CSS class helper for Jinja

Posted on Thu 22 October 2015 in Code • Tagged with Jinja, CSS, Python, FlaskLeave a comment

One of the great uses for a templating engine such as Jinja is reducing the clutter in our HTML source files. Even with the steady advances in the CSS1 standards, various div.wrapper, div.container, div.content, and other presentational elements are still a common fact of life.
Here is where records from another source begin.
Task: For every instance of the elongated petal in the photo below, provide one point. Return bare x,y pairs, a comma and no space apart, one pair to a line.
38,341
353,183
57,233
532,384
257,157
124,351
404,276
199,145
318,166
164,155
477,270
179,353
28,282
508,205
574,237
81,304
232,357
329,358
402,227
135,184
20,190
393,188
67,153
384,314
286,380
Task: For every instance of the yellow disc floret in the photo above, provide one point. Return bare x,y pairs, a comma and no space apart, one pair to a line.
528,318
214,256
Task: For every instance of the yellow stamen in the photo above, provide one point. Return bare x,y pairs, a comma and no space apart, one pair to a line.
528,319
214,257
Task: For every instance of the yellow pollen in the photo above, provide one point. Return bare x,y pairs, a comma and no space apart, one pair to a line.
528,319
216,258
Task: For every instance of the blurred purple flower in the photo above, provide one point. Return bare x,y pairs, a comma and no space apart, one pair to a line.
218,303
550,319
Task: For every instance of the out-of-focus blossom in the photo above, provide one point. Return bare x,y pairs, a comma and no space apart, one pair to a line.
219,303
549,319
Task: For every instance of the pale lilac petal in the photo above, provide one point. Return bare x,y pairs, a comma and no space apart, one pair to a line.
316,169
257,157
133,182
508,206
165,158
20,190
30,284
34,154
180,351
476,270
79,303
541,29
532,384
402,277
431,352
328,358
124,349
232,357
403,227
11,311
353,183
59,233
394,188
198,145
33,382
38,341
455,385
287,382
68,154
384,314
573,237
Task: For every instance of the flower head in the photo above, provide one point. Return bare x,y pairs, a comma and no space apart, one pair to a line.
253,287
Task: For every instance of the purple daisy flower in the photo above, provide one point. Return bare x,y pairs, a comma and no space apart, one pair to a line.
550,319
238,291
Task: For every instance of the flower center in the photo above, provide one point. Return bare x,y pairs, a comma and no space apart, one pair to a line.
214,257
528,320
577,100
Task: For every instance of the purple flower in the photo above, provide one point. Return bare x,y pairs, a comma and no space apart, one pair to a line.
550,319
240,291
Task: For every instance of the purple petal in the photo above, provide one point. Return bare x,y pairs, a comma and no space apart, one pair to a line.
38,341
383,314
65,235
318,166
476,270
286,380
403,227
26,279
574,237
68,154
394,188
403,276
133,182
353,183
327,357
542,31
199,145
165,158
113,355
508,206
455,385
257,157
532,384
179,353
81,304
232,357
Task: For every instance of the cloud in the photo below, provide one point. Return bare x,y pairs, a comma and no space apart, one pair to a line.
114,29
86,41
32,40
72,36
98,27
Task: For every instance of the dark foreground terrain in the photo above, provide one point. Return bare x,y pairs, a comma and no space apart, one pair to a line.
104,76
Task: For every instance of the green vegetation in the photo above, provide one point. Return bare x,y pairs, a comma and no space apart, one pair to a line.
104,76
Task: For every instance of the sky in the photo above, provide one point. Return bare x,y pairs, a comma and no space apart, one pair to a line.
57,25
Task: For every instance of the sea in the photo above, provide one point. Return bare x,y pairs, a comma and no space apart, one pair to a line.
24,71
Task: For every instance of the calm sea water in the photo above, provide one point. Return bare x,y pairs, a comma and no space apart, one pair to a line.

Unless you’re one of the cool kids who use Web Components with Polymer, your main option for abstracting this boilerplate away is defining some more general template macros.

As with any kind of abstraction, it’s crucial to balance broad applicability with a potential for finely-tuned customization. In the case of wrapping HTML snippets in Jinja macros, an easy way to maintain flexibility is to allow the caller to specify some crucial attributes of the root element:

{#
  Renders the markup for a <button> from Twitter Bootstrap.
#}
{% macro button(text=none, style='default', type='button', class='') %}
  <button type="{{ type }}"
        class="btn btn-{{ style }}{% if class %} {{ class }}{% endif %}"
        {{ kwargs|xmlattr }}>
    {{ text }}
  </button>
{% endmacro %}

An element id would be a good example, and in the above macro it’s handled implicility thanks to the {{ kwargs|xmlattr }} stanza.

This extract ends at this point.